Darn! I was wondering the upside on this too? If the weight is lost, will memory improve? I do not think I have been gaining much weight but I am trying hard to exercise, eat my fresh fruits/veggies and taking my chewable probiotic everyday - but as I age, my memory does seem to be not as sharp as it once was. I would love to know how to improve this. Although, I think mine is due to being a mom with young children and always multi-tasking!

Posted by: smilinggreenmom | July 25, 2010 11:01 AM | Report abuse

Darn! I was wondering the upside on this too? If the weight is lost, will memory improve?

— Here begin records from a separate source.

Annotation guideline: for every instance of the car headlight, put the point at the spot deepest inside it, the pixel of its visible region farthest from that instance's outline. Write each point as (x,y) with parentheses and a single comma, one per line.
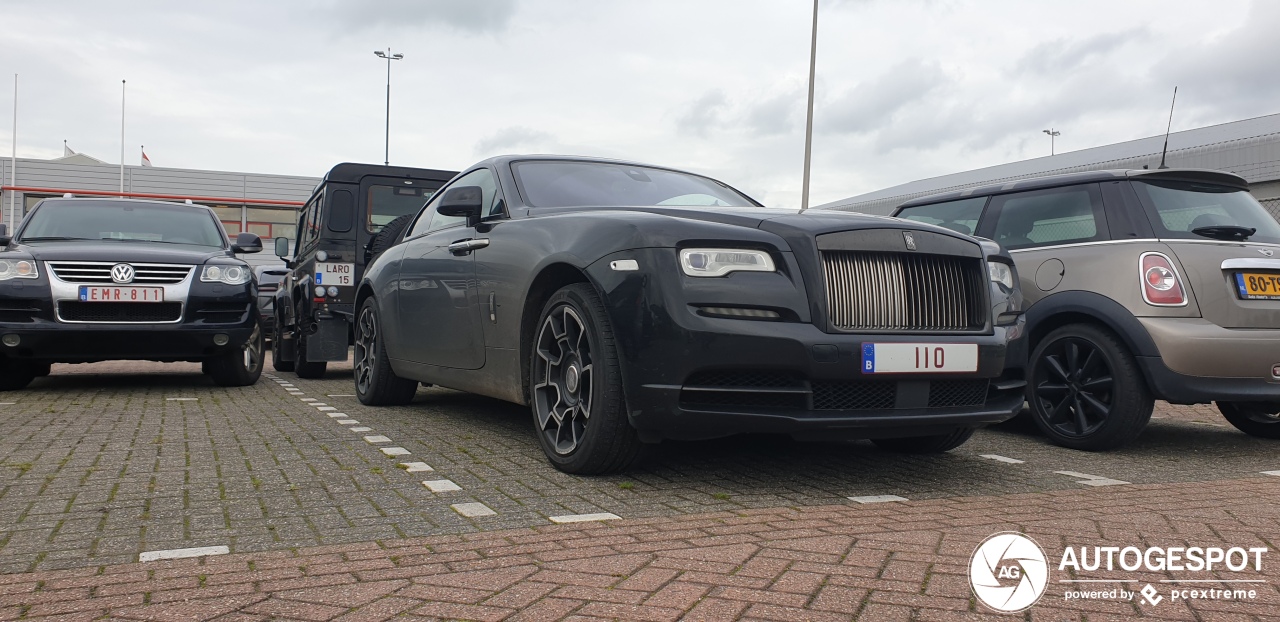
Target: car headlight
(18,269)
(1001,273)
(721,261)
(231,275)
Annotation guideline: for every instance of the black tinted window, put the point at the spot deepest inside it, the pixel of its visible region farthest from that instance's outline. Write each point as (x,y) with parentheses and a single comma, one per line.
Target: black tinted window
(1048,216)
(956,215)
(563,183)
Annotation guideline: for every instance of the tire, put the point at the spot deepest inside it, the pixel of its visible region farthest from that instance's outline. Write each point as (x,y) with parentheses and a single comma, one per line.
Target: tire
(240,367)
(1256,419)
(16,375)
(277,341)
(388,237)
(375,382)
(937,443)
(304,367)
(575,387)
(1086,390)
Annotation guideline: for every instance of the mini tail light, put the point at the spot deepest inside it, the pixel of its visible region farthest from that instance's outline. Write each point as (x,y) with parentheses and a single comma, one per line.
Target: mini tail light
(1161,286)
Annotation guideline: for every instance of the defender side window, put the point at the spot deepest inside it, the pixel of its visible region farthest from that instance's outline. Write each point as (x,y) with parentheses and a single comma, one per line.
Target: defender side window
(960,215)
(1048,216)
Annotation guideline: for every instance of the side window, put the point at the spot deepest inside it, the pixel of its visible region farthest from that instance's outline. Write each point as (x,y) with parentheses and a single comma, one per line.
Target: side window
(430,220)
(1048,216)
(956,215)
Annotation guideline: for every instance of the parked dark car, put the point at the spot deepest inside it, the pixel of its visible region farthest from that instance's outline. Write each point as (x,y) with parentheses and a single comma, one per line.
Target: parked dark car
(350,218)
(630,303)
(268,283)
(99,279)
(1141,286)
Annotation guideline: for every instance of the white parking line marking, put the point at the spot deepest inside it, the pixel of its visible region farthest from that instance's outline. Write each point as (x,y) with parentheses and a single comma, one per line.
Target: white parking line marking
(472,510)
(602,516)
(151,556)
(878,498)
(442,485)
(1092,480)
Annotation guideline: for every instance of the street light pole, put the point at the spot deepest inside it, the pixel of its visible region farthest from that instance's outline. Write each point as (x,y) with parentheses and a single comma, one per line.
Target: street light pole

I do not think I have been gaining much weight but I am trying hard to exercise, eat my fresh fruits/veggies and taking my chewable probiotic everyday - but as I age, my memory does seem to be not as sharp as it once was. I would love to know how to improve this. Although, I think mine is due to being a mom with young children and always multi-tasking!

Posted by: smilinggreenmom | July 25, 2010 11:02 AM | Report abuse

Quite interesting research. Fat cells also contain higher levels of the aromatase enzyme, which makes estrogen.

It is noteworthy that both obesity and HRT increase the risks for the very same diseases, including certain cancers, heart disease, stroke, and dementia/cognitive decline. In fact I have thought for a long time that the excess estrogen resulting from obesity is a primary reason for it being the major disease risk factor that it is.

Someone here also mentioned obesity in men. Obesity in men is definitely linked to the same disases as it is in women. In fact, numerous studies have shown that when a man's estrogen/testosterone ratio is greater, there are is a greater rate of brain tissue loss, memory problems, and Alzheimer's....not to mention sterility and sexual dysfunction. Excess estrogen in men is usually due to overweight and alcohol intake.

Despite these clear links between weight and age-related disease, there is very little mention of the estrogen connection, which is unfortunate because it's quite obvious.